Almost a home run!  Thank you.  

Indeed, this did make the system go to sleep and wake up again.

However, once awake the responsiveness to input is delayed and choppy.

Clock cycles are wasted on something.

I read your how-to.  Very nice work.  Thank you.

I tried to characterize what is causing the choppiness, taking your notes into account.

I let the system waking up and settle.  Then I start watching 'top' and 'vmstat'. 

Vmstat shows the 'r' column (The number of processes waiting for run time) average stays high, while the other columns don't look abnormal and 'bi' and 'bo' (block received and sent) are at zero.

I need to perform more tests, leaving modules unloaded before the suspend.

I would love any advice on determining the cause.

 *Mad Merlin wrote:*   

> Also, why are you using the madwifi drivers for wireless? I thought all of the T61s had Intel (ipw4965 or ipw3945) wireless cards.

 

One of the wireless card options for a thinkpad t61 is the Atherose Communications Inc.  AR5212 802.11abg NIC (rev 01).  I chose this card because it has served me well in my older thinkpad R51.  This card uses the madwifi-ng driver.

 *Mad Merlin wrote:*   

> Finally, AFAIK, none of the T60 or T61s support APM, only ACPI.

 

----------

## Mad Merlin

I've seen some reports where the hard drive controller doesn't wake up completely/correctly, and the machine usually crashes upon trying to access the hard drive, I haven't run into it myself though. You should be able to go into the BIOS and change the hard drive mode from AHCI to Compatible, which may help, although you'll lose NCQ capability as the drive will appear as an IDE drive instead of a SATA drive (although it should still be at /dev/sda).

----------

## johnny99

 *Mad Merlin wrote:*   

> I've seen some reports where the hard drive controller doesn't wake up completely/correctly, and the machine usually crashes upon trying to access the hard drive, I haven't run into it myself though. You should be able to go into the BIOS and change the hard drive mode from AHCI to Compatible, which may help, although you'll lose NCQ capability as the drive will appear as an IDE drive instead of a SATA drive (although it should still be at /dev/sda).

 

On this T61, in both AHCI or Compatible mode,

 system doesn't freeze after waking up, but it does stall.

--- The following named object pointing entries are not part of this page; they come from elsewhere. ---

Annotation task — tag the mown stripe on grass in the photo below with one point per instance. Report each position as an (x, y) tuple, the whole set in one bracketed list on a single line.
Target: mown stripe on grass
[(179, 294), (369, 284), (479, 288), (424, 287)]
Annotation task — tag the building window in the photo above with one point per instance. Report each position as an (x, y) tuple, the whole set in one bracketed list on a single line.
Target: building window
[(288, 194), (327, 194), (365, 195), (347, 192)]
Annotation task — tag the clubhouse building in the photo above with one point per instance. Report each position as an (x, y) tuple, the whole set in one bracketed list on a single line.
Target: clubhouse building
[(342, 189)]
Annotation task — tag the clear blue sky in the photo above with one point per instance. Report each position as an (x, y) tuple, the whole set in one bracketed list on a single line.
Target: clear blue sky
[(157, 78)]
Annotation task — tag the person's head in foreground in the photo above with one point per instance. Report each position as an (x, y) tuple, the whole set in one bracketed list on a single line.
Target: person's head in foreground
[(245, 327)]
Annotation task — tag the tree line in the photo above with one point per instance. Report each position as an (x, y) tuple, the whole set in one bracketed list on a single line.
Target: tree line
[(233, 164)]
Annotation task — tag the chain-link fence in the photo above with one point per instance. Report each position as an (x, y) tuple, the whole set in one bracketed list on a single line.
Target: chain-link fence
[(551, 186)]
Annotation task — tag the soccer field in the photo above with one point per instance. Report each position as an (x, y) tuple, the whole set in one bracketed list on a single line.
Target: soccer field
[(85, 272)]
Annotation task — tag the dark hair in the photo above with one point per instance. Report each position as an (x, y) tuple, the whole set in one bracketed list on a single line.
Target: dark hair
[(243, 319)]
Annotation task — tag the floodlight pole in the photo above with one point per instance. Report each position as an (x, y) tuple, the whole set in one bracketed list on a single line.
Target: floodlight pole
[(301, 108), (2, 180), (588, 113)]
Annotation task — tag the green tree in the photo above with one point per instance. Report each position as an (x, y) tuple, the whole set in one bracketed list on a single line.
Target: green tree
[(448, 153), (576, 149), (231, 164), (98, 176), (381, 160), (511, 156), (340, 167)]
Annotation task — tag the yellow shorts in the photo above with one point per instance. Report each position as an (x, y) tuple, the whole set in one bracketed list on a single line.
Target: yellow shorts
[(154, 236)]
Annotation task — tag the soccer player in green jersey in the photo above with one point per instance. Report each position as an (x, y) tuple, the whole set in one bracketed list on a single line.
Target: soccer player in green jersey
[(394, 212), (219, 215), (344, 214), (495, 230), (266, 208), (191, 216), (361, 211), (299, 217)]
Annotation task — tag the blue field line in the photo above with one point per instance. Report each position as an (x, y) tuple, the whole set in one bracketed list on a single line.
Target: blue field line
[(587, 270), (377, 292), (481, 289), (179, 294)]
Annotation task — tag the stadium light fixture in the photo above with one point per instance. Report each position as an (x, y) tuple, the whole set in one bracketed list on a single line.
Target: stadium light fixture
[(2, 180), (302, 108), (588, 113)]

 X %cpu jumps to 99% when performing minor tasks, like switching windows, moving a window.

 This laptop has a Nvidia Quadro NVS 140M and I'm using the module x11-drivers/nvidia-drivers-100.14.11.

If I restart X (/etc/init.d/xdm restart), system starts behaving correctly without rebooting.

This is not an acceptable work around.  Do Nvidia drivers get any better with suspend over time?

----------

## Mad Merlin

I've never used the Nvidia drivers together with suspend, as there was no Nvidia option on the T60 (I wish there was, don't get me started on ATI...).

----------

## johnny99

Looks like this is not uncommon.

In nV News Forums > Linux Support Forums  > NVIDIA Linux 

similar observations have been made.

http://www.nvnews.net/vbulletin/showthread.php?t=94258&highlight=thinkpad

They even noticed the LCD power level can only be controlled from a non-X virtual terminal.

----------

## johnny99

Found an improvement posted to the nvnews.net forum that helps.

By turning off hardware acceleration, the problem seems to have lessoned, but it's still some delay.

# Change xorg.conf

edit /etc/X11/xorg.conf, 

under Section "Device"

    Option         "RenderAccel" "0"

# Restart X and unload nvidia driver

/etc/init.d/xdm stop

rmmod nvidia

/etc/init.d/xdm start

# Test ram suspend

echo mem > /sys/power/state

I noticed some delay in window redraw, but not a deal breaker like before.

----------